There is a specific obligation in PRIN 2A.4.6 that most UK pricing teams are not meeting, and the FCA has been explicit about this since TR24/2 in August 2024. The obligation is to monitor whether your pricing model produces systematically different outcomes for customers with different protected characteristics — age, gender, disability, ethnicity — and to produce quantitative evidence of that monitoring on a regular basis.

Most teams know about this obligation. What they do not have is a reliable way to discharge it.

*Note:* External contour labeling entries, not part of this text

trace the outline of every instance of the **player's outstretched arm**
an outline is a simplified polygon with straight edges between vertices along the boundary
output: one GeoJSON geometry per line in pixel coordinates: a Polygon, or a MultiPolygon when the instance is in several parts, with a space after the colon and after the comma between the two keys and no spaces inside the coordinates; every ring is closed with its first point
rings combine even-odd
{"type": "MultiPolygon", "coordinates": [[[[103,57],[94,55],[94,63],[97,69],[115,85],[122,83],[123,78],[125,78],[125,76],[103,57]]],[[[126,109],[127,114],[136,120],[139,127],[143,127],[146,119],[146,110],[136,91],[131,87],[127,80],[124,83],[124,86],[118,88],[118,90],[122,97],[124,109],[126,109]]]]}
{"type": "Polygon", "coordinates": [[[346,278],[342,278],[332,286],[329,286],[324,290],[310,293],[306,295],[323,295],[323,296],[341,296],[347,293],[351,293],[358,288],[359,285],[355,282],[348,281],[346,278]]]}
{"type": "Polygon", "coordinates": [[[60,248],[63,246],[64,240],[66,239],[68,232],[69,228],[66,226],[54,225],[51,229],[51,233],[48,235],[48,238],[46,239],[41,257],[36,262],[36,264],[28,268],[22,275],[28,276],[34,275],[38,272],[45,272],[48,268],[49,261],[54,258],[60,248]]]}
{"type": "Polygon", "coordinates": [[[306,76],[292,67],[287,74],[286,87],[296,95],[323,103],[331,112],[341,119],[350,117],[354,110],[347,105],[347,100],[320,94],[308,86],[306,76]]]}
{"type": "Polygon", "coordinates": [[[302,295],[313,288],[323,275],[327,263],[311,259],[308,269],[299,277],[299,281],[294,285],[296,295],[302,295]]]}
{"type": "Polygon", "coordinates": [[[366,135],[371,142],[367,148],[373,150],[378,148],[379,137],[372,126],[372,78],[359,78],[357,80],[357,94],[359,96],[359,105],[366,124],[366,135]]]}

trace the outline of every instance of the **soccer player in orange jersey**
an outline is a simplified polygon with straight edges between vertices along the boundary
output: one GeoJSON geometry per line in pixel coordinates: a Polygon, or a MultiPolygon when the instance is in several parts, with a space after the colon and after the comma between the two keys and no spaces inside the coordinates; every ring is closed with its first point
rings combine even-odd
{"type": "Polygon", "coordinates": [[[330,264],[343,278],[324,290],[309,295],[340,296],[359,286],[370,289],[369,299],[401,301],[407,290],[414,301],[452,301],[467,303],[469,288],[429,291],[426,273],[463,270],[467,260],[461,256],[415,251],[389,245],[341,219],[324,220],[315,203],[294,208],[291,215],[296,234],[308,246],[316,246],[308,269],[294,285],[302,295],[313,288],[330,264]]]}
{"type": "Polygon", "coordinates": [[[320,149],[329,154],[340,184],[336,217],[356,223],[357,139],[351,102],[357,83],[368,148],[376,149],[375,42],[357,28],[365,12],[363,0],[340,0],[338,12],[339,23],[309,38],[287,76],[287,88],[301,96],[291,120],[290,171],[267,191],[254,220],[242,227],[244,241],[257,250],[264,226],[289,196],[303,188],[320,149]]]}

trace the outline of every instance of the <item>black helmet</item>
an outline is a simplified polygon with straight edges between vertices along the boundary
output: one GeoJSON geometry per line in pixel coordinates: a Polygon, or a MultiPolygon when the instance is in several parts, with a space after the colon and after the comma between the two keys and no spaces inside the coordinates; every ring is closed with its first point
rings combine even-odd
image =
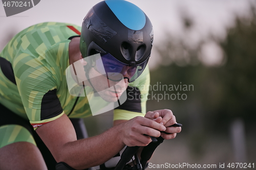
{"type": "Polygon", "coordinates": [[[137,65],[147,62],[153,36],[151,22],[139,8],[125,1],[106,0],[84,17],[80,50],[84,58],[108,53],[124,64],[137,65]]]}

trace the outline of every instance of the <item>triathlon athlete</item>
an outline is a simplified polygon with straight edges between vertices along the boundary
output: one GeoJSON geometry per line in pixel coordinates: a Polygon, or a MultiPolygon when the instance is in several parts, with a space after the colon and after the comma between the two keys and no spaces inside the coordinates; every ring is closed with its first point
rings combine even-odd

The typical approach is some combination of: an Excel workbook with A/E ratios by age band, a paragraph in the fair value assessment explaining why the model is actuarially justified, and possibly an R script somebody wrote in 2023 that no longer runs cleanly. The FCA looked at what firms were producing and called it “high-level summaries with little substance.” That finding from TR24/2 is what opened the six Consumer Duty investigations that are currently live, two of which name insurers specifically on fair value grounds.

This post shows how to run a proper proxy discrimination audit in Python using insurance-fairness. The API is built around the specific evidence the FCA needs, not around generic ML fairness benchmarks.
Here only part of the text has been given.